Cardiovascular Disease Manifesting as Respiratory Distress

A child with cardiovascular pathology may present with respiratory distress caused by 2 mechanisms: (1) decreased lung compliance and (2) cardiogenic shock (Table 65-4). Diseases that result in an increased pulmonary arterial blood flow (e.g., left-to-right shunts) or increased pulmonary venous pressure (e.g., left ventricular dysfunction from hypertension or myocarditis, obstructed total anomalous pulmonary venous return) cause an increase in pulmonary capillary pressure and transudation of fluid into the pulmonary interstitium and alveoli. The increased pulmonary blood and water content leads to decreased lung compliance and results in rapid shallow respirations.

Interstitial edema often results in small airway obstruction, manifesting as expiratory wheezing. Patients with cardiac lesions that result in a low cardiac output state, such as obstructive lesions of left side of the heart and acquired or congenital cardiomyopathy, often present in a state of shock with decreased tissue perfusion and metabolic acidosis. Such children demonstrate respiratory distress because of stimulation of chemoreceptors by metabolic acidosis and stimulation of baroreceptors by decreased blood pressure.

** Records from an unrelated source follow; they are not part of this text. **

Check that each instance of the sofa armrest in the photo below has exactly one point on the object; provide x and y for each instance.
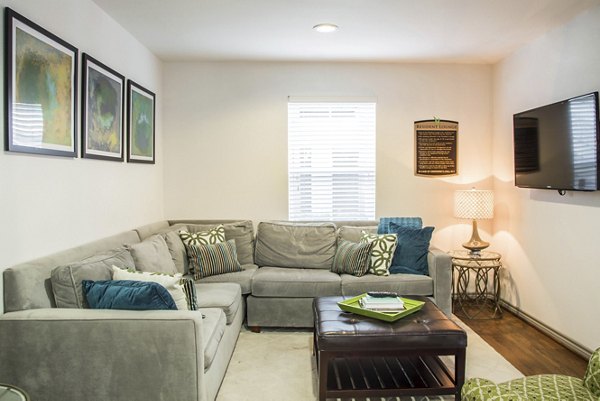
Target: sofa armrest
(69, 354)
(440, 269)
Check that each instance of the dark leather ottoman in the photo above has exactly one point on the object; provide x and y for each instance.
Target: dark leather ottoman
(363, 357)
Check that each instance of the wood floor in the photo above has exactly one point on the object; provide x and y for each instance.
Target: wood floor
(528, 349)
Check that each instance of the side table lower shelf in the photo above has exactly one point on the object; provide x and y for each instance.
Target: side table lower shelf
(476, 285)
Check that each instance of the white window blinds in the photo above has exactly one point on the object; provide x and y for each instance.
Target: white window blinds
(331, 160)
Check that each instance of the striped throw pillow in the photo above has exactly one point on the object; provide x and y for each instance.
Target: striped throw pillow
(352, 258)
(210, 260)
(213, 235)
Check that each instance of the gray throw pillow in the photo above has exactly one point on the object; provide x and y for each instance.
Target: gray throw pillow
(152, 255)
(66, 280)
(177, 250)
(352, 258)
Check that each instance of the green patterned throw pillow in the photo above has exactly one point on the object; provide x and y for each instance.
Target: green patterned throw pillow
(214, 235)
(210, 260)
(352, 258)
(382, 252)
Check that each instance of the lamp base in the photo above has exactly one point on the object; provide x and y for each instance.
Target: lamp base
(475, 244)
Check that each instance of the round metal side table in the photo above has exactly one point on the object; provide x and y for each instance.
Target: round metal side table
(483, 297)
(12, 393)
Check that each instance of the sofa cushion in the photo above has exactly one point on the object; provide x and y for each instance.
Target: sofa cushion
(243, 278)
(382, 252)
(224, 296)
(240, 231)
(210, 260)
(66, 280)
(352, 258)
(354, 233)
(295, 283)
(302, 245)
(171, 282)
(152, 255)
(403, 284)
(411, 252)
(384, 223)
(213, 328)
(127, 295)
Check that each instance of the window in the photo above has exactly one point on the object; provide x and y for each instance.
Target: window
(331, 160)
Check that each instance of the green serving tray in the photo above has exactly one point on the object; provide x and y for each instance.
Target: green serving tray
(352, 305)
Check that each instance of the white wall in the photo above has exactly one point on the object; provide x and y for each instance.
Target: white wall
(48, 203)
(226, 153)
(549, 242)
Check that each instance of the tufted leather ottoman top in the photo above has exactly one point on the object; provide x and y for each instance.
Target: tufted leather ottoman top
(429, 328)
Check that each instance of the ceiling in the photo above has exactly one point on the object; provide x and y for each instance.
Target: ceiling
(465, 31)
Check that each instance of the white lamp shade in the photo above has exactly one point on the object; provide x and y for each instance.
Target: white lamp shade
(474, 204)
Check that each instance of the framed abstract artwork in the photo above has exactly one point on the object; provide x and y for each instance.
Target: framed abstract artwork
(41, 89)
(140, 124)
(102, 108)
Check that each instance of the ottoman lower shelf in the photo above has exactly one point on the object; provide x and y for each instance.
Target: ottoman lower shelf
(388, 376)
(360, 357)
(350, 377)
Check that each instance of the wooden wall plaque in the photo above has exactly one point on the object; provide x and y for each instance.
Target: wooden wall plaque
(436, 148)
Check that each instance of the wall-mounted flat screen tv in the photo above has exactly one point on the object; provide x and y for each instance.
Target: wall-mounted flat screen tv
(556, 146)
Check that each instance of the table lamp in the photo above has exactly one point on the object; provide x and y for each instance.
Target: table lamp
(474, 204)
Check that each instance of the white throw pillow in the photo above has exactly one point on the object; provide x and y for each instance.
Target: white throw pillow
(170, 281)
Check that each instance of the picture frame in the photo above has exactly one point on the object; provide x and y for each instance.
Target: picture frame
(40, 91)
(102, 111)
(141, 119)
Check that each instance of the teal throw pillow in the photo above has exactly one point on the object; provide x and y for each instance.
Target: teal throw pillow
(127, 294)
(411, 252)
(352, 258)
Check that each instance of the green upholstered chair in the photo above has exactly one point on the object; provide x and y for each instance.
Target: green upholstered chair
(539, 387)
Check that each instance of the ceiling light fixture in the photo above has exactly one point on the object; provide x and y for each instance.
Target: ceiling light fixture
(326, 28)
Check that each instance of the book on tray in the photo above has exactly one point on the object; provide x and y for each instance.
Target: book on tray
(382, 304)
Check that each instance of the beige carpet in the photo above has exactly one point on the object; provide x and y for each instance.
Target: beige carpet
(278, 365)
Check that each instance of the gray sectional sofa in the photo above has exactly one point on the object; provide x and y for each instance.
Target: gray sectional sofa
(68, 354)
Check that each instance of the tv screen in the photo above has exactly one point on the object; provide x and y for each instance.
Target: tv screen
(556, 146)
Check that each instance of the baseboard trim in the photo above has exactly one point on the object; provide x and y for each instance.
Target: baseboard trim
(549, 331)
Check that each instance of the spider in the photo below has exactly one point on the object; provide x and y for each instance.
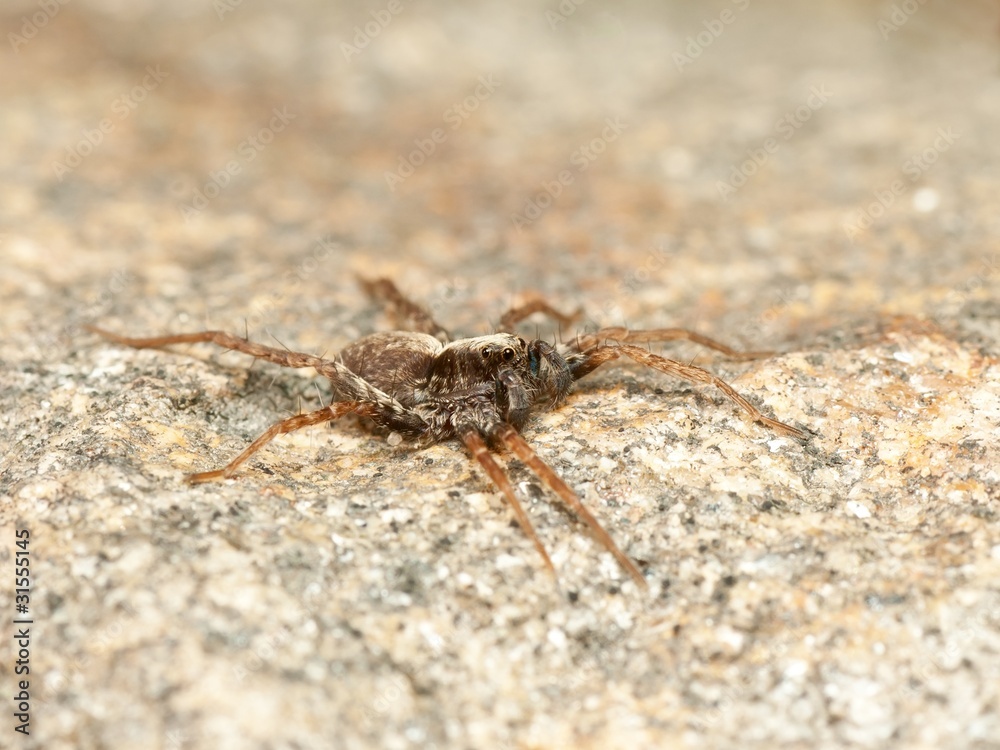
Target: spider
(427, 387)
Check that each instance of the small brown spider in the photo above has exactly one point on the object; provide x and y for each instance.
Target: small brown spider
(427, 388)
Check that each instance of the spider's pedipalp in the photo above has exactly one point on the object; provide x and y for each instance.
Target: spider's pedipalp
(593, 359)
(326, 414)
(470, 436)
(510, 437)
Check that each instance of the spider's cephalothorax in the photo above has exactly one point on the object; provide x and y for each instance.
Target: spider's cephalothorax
(425, 387)
(477, 383)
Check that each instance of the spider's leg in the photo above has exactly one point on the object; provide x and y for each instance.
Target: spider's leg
(589, 341)
(517, 445)
(516, 314)
(590, 361)
(482, 454)
(326, 414)
(409, 315)
(281, 357)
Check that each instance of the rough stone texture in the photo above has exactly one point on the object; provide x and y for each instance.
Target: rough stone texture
(342, 592)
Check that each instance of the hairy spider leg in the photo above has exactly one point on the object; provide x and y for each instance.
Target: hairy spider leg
(590, 361)
(381, 407)
(326, 414)
(520, 448)
(482, 454)
(516, 314)
(407, 314)
(587, 342)
(282, 357)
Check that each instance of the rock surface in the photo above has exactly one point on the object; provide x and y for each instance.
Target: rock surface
(819, 181)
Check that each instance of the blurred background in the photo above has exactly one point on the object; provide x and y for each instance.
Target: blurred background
(774, 168)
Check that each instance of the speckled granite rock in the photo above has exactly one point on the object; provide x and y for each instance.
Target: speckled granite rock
(821, 182)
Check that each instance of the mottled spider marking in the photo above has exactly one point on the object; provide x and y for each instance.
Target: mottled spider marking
(428, 388)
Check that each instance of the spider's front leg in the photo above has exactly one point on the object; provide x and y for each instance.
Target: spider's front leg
(505, 434)
(512, 439)
(588, 362)
(589, 341)
(516, 314)
(408, 315)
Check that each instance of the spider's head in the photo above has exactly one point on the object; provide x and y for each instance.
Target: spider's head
(509, 373)
(547, 372)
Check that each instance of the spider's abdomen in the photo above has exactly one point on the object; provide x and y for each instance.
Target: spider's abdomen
(397, 362)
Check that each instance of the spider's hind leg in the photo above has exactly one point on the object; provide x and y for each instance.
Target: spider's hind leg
(282, 357)
(326, 414)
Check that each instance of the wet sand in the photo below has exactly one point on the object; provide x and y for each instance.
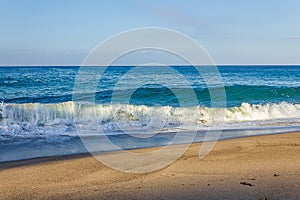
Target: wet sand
(262, 167)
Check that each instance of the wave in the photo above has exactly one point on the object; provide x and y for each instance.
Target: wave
(70, 112)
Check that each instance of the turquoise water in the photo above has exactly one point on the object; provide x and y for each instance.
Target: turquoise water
(39, 118)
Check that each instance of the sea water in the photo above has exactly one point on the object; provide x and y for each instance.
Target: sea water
(38, 116)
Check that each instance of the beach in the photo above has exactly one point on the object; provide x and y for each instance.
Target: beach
(260, 167)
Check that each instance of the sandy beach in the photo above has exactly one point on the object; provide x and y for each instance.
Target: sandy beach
(262, 167)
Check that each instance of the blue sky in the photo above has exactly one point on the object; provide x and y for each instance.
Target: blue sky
(63, 32)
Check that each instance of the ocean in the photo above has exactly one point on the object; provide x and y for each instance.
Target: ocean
(39, 117)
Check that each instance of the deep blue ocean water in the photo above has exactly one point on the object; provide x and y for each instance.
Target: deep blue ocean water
(37, 111)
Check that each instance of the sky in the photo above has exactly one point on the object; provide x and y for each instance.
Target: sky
(63, 32)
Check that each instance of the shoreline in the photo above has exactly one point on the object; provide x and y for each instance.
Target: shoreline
(255, 167)
(38, 160)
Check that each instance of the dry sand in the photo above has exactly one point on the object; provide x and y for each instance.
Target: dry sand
(264, 167)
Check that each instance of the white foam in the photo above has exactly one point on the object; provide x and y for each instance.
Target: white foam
(61, 118)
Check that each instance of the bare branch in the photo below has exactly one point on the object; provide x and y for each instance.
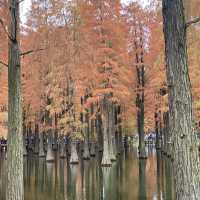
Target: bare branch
(5, 30)
(31, 51)
(192, 21)
(3, 63)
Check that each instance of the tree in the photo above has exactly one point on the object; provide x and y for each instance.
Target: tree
(14, 188)
(185, 157)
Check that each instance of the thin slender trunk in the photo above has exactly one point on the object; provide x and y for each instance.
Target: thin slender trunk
(50, 153)
(185, 151)
(14, 184)
(41, 145)
(74, 155)
(106, 159)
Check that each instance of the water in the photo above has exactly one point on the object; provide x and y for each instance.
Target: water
(127, 179)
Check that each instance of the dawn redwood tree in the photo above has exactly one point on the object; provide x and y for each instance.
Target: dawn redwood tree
(14, 187)
(186, 159)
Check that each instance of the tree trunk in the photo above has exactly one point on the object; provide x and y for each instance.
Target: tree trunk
(14, 184)
(106, 159)
(111, 133)
(41, 145)
(142, 180)
(25, 153)
(86, 153)
(50, 153)
(63, 150)
(185, 151)
(36, 147)
(74, 155)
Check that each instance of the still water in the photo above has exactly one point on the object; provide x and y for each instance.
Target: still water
(127, 179)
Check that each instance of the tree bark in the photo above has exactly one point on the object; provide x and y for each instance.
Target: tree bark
(14, 184)
(106, 159)
(41, 145)
(185, 151)
(74, 155)
(50, 153)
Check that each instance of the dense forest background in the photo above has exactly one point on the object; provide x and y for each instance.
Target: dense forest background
(76, 52)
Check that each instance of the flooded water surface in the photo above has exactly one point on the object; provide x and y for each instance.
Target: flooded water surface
(127, 179)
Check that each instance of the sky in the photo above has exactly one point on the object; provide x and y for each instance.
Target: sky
(25, 5)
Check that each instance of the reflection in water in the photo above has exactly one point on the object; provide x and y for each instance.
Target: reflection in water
(128, 179)
(142, 180)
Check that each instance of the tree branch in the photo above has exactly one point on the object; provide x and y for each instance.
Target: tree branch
(192, 21)
(3, 63)
(31, 51)
(5, 30)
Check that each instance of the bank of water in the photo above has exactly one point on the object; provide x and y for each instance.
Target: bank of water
(127, 179)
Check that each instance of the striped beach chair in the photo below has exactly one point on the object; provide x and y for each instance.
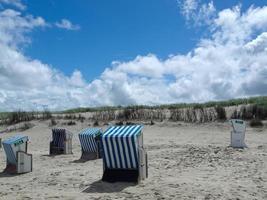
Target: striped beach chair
(238, 133)
(61, 141)
(90, 143)
(18, 160)
(124, 157)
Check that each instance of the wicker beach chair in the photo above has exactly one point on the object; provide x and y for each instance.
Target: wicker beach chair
(90, 143)
(124, 157)
(18, 160)
(238, 133)
(61, 141)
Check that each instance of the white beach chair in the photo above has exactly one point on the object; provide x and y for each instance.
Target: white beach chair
(124, 156)
(61, 141)
(238, 133)
(18, 160)
(90, 140)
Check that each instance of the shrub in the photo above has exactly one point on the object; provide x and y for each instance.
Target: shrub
(70, 123)
(46, 114)
(221, 114)
(130, 123)
(256, 123)
(81, 118)
(26, 126)
(96, 123)
(120, 123)
(53, 122)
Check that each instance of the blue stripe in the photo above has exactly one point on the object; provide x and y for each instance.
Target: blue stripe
(87, 139)
(11, 146)
(120, 146)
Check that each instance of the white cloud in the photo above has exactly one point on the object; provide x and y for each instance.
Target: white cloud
(195, 13)
(66, 24)
(16, 3)
(230, 63)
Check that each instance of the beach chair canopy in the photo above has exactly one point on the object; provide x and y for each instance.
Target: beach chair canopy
(238, 125)
(13, 145)
(60, 135)
(87, 139)
(120, 146)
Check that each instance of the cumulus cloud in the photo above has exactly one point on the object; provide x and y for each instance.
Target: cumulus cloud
(16, 3)
(195, 13)
(66, 24)
(230, 63)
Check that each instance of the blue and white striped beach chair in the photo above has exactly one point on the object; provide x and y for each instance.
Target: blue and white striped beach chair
(61, 141)
(124, 156)
(90, 143)
(18, 160)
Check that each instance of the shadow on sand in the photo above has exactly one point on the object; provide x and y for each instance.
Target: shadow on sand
(105, 187)
(3, 174)
(79, 161)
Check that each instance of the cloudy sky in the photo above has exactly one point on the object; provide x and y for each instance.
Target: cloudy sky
(64, 54)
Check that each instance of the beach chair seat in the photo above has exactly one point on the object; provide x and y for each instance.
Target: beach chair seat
(61, 142)
(18, 160)
(124, 156)
(238, 133)
(90, 140)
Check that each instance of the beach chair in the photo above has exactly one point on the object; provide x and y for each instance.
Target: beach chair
(18, 160)
(90, 140)
(61, 141)
(124, 157)
(238, 133)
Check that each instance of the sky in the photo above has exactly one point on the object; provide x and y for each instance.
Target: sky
(59, 54)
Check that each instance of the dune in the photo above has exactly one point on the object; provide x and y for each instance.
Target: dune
(186, 161)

Neurologic Disease Manifesting as Respiratory Distress

CNS dysfunction can lead to alterations in respiratory patterns. Increased intracranial pressure (ICP) may manifest as respiratory distress. Early rise in ICP results in stimulation of respiratory centers, leading to increases in the rate (tachypnea) and depth (hyperpnea) of respiration. The resultant decrease in PaCO₂ and elevation of cerebrospinal fluid pH lead to cerebral vasoconstriction and amelioration of intracranial hypertension. Cerebral hemispheric and midbrain lesions often result in hyperpnea as well as tachypnea. In such situations, blood gas measurements typically show respiratory alkalosis without hypoxemia. Pathology affecting the pons and medulla manifests as irregular breathing patterns such as apneustic breathing (prolonged inspiration with brief expiratory periods), Cheyne-Stokes breathing (alternate periods of rapid and slow breathing), and irregular, ineffective breathing or apnea. Level of consciousness is most often impaired when abnormal breathing pattern from a brainstem disorder is present. Along with respiratory changes, other manifestations of CNS dysfunction and increased ICP may be present, such as focal neurologic signs, pupillary changes, hypertension, and bradycardia (Chapter 63). Occasionally, severe CNS dysfunction can result in neurogenic pulmonary edema (NPE) and respiratory distress, which may be due to excessive sympathetic discharge resulting in increased pulmonary venous hydrostatic pressure as well as increased pulmonary capillary permeability. Central neurogenic hyperventilation is characteristically observed in CNS involvement by illnesses such as Reye syndrome and encephalitis. Bradycardia and apnea may be due to CNS-depressant medications, poisoning, prolonged hypoxia, trauma, or infection (see Table 65-2).

Toxic-Metabolic States Manifesting as Respiratory Distress

Direct stimulation of respiratory centers resulting in respiratory alkalosis is encountered in certain intoxications, such as those involving salicylates and theophylline. Similarly, intoxication with general CNS stimulants such as cocaine and amphetamines may manifest as increased respirations. Presence of endogenous and exogenous toxins, such as organic acidemias, ingestion of methanol and ethylene glycol, and late stages of salicylism, cause metabolic acidosis and compensatory hyperventilation, which can manifest as respiratory distress. Blood gas measurements show decreased pH and compensatory hypocarbia with normal oxygenation. Metabolic disorders causing hyperammonemia, on the other hand, cause respiratory alkalosis (decreased PaCO₂ with increased pH) because ammonia is a stimulant of respiratory centers.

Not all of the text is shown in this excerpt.